I was in my late 20s. I met my husband when I was 22; we got married when I was 25. “I want to have kids young,” I’d told him. It was a feeling I’d harboured since my teenage years. But I’d also had the nagging sense that it might not come easily to me. As it turned out, my intuition was right. Approaching 28, I was a regular on the infertility merry-go-round.

I was recovering from my second miscarriage that year when I heard Sia’s raspy voice on the car radio belting out words that sounded emotionally weighty for an electronic dance number – her David Guetta collaboration, Titanium.

It’s not a song I would have necessarily rated or listened to again – I’m more likely to play 00s R&B and hip-hop – but it came at the perfect time in my life. I had forgotten how days felt before fertility drugs and the diarised cycles of administering them. I’d been constantly wearing a brave face and cramming in hospital appointments before and after work, going about my job through a fog of longing and hormones. It had left me in a “cry on the bedroom floor” kind of a heap. I needed something to drag the hope back into me.

I turned the radio up and listened to the lyrics: “I’m bulletproof, nothing to lose / Fire away, fire away.” It felt as if it was talking to and about me, issuing a riposte to all those shots of disappointment that had been fired our way. As Sia’s vocals ascended through the chorus with Guetta’s soaring synths – “Ricochet, you take your aim” – I cried, but I felt myself gaining power with her, too. “You shoot me down, but I won’t fall / I am titanium.” Those were the words I needed to hear.

I felt like a puppet pulled upright again. I streamed it on repeat in the days that followed. I might not have been able to face the work Christmas party but I wasn’t going to languish on the bedroom floor any more.

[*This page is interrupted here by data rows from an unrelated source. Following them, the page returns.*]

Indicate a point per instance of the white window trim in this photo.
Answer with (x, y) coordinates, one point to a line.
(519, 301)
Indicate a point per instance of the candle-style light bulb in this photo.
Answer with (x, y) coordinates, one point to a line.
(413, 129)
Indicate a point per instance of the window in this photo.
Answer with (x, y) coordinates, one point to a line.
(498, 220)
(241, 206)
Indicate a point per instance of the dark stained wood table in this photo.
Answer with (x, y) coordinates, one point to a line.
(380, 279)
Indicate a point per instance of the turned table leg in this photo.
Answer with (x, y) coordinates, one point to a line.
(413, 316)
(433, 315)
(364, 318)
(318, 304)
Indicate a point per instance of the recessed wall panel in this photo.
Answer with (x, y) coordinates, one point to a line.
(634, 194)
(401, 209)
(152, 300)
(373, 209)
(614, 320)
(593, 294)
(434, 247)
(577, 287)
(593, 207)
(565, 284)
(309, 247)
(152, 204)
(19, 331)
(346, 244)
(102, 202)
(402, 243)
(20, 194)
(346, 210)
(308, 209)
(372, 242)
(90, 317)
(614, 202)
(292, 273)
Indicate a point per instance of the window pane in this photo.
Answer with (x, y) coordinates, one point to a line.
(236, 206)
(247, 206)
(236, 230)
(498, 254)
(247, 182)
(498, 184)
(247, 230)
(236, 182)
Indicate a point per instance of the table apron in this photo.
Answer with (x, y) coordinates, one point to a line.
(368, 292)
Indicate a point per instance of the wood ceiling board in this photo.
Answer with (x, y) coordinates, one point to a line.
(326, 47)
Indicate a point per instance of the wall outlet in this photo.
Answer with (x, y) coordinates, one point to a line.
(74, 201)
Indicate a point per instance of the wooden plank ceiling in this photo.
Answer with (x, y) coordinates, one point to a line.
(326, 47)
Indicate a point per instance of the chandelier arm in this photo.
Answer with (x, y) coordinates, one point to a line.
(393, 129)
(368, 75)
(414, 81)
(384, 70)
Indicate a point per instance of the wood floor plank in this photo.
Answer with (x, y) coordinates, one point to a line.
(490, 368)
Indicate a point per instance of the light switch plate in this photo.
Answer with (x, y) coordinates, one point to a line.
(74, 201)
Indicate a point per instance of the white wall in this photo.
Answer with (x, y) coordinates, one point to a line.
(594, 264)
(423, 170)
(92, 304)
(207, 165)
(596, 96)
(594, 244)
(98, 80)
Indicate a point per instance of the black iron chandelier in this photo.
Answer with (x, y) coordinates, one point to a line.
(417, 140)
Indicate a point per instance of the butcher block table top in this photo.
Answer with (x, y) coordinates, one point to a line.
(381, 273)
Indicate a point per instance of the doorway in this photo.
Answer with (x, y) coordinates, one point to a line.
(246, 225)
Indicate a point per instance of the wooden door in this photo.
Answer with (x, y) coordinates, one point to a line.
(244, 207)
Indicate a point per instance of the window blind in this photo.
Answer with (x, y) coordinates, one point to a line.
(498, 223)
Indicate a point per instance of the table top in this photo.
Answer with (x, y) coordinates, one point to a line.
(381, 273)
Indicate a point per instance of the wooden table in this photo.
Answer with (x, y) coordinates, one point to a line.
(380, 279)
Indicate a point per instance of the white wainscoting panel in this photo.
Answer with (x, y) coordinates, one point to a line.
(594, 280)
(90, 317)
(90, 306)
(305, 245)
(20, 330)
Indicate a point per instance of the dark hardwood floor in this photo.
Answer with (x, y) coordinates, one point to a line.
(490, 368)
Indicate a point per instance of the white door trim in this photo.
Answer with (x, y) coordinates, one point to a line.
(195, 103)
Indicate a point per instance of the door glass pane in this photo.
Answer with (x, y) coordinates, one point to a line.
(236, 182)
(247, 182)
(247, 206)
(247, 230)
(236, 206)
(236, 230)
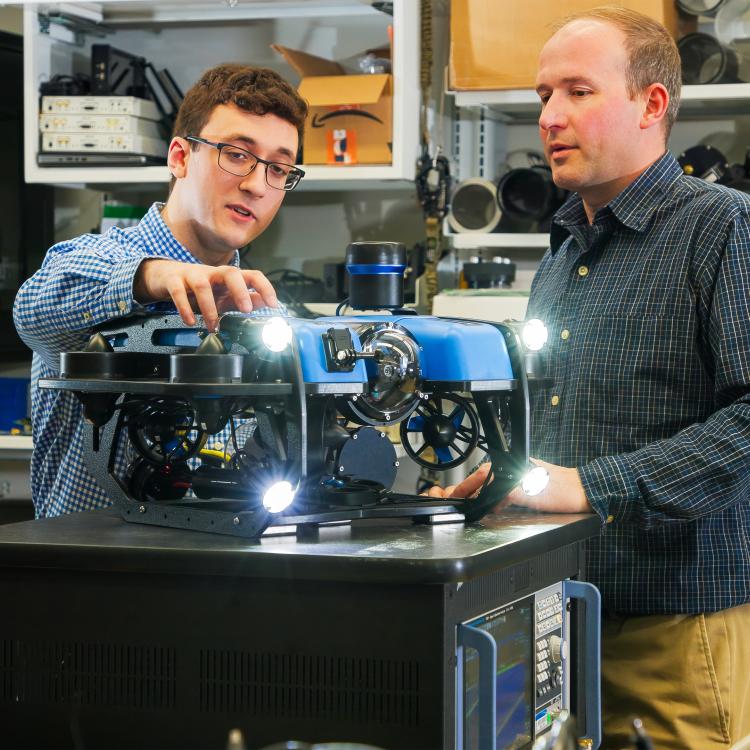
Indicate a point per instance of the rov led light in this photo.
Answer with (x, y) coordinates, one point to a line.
(278, 497)
(535, 481)
(534, 335)
(277, 334)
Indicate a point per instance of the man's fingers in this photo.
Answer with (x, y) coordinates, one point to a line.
(204, 298)
(179, 296)
(262, 286)
(238, 292)
(473, 483)
(436, 491)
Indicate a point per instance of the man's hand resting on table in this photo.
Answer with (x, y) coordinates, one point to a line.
(563, 494)
(211, 289)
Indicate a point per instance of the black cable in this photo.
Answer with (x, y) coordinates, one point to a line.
(344, 303)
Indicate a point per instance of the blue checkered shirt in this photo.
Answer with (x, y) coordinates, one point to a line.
(82, 283)
(648, 310)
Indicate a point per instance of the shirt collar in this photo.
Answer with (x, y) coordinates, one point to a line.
(633, 207)
(159, 236)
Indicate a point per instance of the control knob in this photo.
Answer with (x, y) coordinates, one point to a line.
(555, 648)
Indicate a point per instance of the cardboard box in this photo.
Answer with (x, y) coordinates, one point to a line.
(495, 44)
(350, 119)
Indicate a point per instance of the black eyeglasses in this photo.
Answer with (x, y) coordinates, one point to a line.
(240, 162)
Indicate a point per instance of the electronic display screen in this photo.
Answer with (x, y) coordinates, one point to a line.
(512, 628)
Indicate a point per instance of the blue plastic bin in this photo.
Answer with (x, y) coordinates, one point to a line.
(14, 402)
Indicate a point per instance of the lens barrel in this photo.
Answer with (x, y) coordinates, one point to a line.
(376, 275)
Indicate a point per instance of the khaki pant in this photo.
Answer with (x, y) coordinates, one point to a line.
(686, 676)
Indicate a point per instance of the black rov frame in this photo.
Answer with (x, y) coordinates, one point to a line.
(162, 396)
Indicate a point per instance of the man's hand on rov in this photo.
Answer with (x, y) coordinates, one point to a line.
(210, 289)
(563, 494)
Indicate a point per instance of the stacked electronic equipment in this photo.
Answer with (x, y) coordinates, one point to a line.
(112, 118)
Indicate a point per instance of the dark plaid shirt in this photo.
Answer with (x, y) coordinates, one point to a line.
(648, 310)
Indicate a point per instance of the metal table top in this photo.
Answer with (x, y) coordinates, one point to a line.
(393, 553)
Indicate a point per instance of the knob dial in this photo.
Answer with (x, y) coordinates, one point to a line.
(555, 648)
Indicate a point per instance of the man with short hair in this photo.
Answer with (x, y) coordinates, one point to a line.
(232, 158)
(645, 291)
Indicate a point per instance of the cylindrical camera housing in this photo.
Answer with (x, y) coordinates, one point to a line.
(376, 275)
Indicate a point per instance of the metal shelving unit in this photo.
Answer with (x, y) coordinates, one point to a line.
(48, 51)
(519, 106)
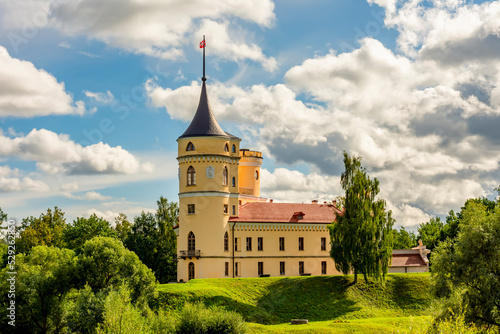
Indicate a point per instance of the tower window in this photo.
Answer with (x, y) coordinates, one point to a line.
(260, 268)
(191, 176)
(224, 176)
(191, 241)
(191, 270)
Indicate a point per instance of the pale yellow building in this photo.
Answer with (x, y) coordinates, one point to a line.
(225, 228)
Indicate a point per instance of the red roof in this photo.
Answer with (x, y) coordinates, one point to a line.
(259, 212)
(407, 260)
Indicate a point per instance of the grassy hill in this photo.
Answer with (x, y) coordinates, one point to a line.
(318, 299)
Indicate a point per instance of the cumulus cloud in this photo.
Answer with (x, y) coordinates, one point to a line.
(11, 180)
(26, 91)
(156, 28)
(57, 153)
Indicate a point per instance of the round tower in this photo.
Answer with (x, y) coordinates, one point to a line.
(208, 195)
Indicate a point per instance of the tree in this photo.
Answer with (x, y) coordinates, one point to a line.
(154, 241)
(105, 263)
(84, 229)
(466, 270)
(403, 239)
(47, 230)
(361, 237)
(431, 233)
(44, 278)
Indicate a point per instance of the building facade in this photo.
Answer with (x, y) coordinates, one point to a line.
(225, 228)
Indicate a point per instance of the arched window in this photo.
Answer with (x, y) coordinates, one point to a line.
(191, 270)
(191, 176)
(191, 241)
(224, 176)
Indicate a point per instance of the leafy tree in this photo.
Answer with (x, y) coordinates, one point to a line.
(44, 278)
(3, 216)
(466, 269)
(431, 233)
(47, 230)
(84, 229)
(105, 263)
(122, 226)
(154, 241)
(404, 239)
(361, 238)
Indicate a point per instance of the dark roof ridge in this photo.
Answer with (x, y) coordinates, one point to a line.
(204, 122)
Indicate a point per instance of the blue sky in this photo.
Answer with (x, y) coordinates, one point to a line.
(94, 94)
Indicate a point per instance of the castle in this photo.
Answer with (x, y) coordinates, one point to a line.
(225, 228)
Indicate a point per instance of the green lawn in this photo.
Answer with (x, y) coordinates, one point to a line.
(331, 303)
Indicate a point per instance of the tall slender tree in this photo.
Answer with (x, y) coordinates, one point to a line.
(361, 237)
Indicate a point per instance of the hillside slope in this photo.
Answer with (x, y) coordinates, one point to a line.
(277, 300)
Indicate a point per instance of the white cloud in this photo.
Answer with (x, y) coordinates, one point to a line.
(26, 91)
(12, 181)
(56, 154)
(155, 27)
(105, 98)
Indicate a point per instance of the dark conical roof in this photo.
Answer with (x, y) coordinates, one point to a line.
(204, 122)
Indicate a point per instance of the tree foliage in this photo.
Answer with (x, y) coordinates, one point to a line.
(84, 229)
(44, 278)
(154, 241)
(105, 262)
(361, 237)
(46, 230)
(467, 268)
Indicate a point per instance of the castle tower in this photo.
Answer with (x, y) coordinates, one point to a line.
(208, 195)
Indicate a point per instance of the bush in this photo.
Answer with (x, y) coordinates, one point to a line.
(200, 320)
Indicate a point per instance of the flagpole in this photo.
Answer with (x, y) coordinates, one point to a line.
(204, 46)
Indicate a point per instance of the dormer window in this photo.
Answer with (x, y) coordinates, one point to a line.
(298, 215)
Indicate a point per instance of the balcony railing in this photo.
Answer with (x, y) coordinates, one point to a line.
(189, 253)
(246, 191)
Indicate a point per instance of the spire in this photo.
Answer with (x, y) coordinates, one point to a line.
(204, 122)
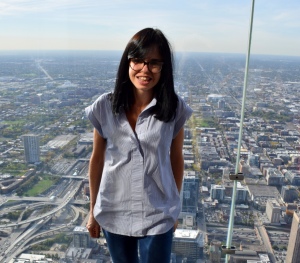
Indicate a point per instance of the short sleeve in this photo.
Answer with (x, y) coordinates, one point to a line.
(95, 111)
(183, 113)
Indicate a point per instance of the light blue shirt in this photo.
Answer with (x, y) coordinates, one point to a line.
(138, 195)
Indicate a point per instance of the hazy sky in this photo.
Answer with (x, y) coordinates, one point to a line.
(190, 25)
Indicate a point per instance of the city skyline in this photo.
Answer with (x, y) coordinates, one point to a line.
(206, 26)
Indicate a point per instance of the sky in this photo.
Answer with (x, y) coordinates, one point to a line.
(190, 25)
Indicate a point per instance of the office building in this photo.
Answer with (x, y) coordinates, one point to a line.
(217, 192)
(241, 194)
(190, 193)
(274, 177)
(188, 243)
(215, 251)
(289, 193)
(273, 211)
(293, 252)
(293, 176)
(31, 148)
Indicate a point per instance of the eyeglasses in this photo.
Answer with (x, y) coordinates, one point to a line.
(138, 64)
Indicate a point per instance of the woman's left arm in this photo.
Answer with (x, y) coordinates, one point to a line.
(176, 157)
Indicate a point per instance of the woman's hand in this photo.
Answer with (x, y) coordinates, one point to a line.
(93, 227)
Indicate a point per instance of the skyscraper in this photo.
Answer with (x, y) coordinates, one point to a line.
(190, 193)
(31, 148)
(293, 252)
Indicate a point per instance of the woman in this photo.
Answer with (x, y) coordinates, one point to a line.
(136, 167)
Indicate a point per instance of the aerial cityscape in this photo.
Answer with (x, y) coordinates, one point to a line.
(46, 142)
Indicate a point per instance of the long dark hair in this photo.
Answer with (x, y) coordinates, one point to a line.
(137, 47)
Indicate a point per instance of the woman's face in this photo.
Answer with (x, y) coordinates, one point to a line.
(144, 79)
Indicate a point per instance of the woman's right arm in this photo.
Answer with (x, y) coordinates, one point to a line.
(95, 174)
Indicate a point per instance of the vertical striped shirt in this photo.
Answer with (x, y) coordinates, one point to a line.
(137, 195)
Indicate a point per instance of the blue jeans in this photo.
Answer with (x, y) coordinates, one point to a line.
(152, 249)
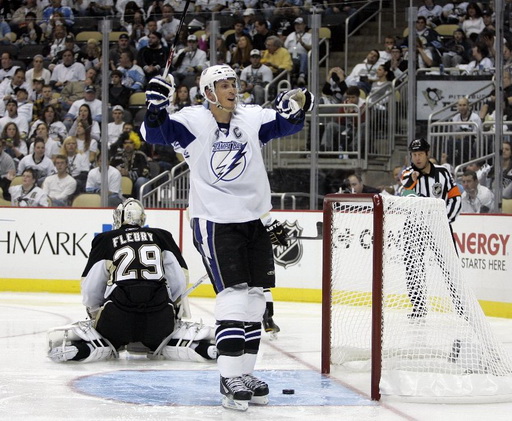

Over the next months, I spent a lot of time in my car, travelling to work and to fertility appointments to get my blood tested, hormones measured or insides scanned. Listening to Titanium became routine. Each time, its cinematic surge had the same empowering effect and I’d turn up the volume, wind down the windows and defiantly sing along in my terrible voice so it could wash over me.

The following May, when my husband and I headed to the clinic for another IVF embryo transfer, I let it motivate me; when we drove back from scans confirming we were six weeks, then 12 weeks pregnant, I celebrated with it. As I nervously made my way through my pregnancy, I turned to it when I needed the boost.

In January 2013, our first son was born. Today, he is the eldest of three: his brother arrived 15 months later, via IVF too (the last of our fertilised embryos) and four years later, another brother, without fertility treatment. We consider ourselves unspeakably lucky; for many, the outcome is not the same.

In our family, everyone knows Titanium is my fight song. It’s the only big commercial dance hit on my playlists, and a marker of something I overcame.

My kids call me in whenever it streams or plays on TV. When I made my husband a playlist for our 15th wedding anniversary, it’s the song that represented our 2011. And the other week, when he was out with friends, he sent me a voice note from the bar: he’d recorded it playing in the background.

There’s something all-consuming about fertility treatment: you view life only through the filter of your efforts to get pregnant. If you’re lucky, the filter lifts. It did for me, but the fight song remained. So, now, elsewhere in life, when I need a shot of strength and find myself alone in the car, down goes the window and on it goes.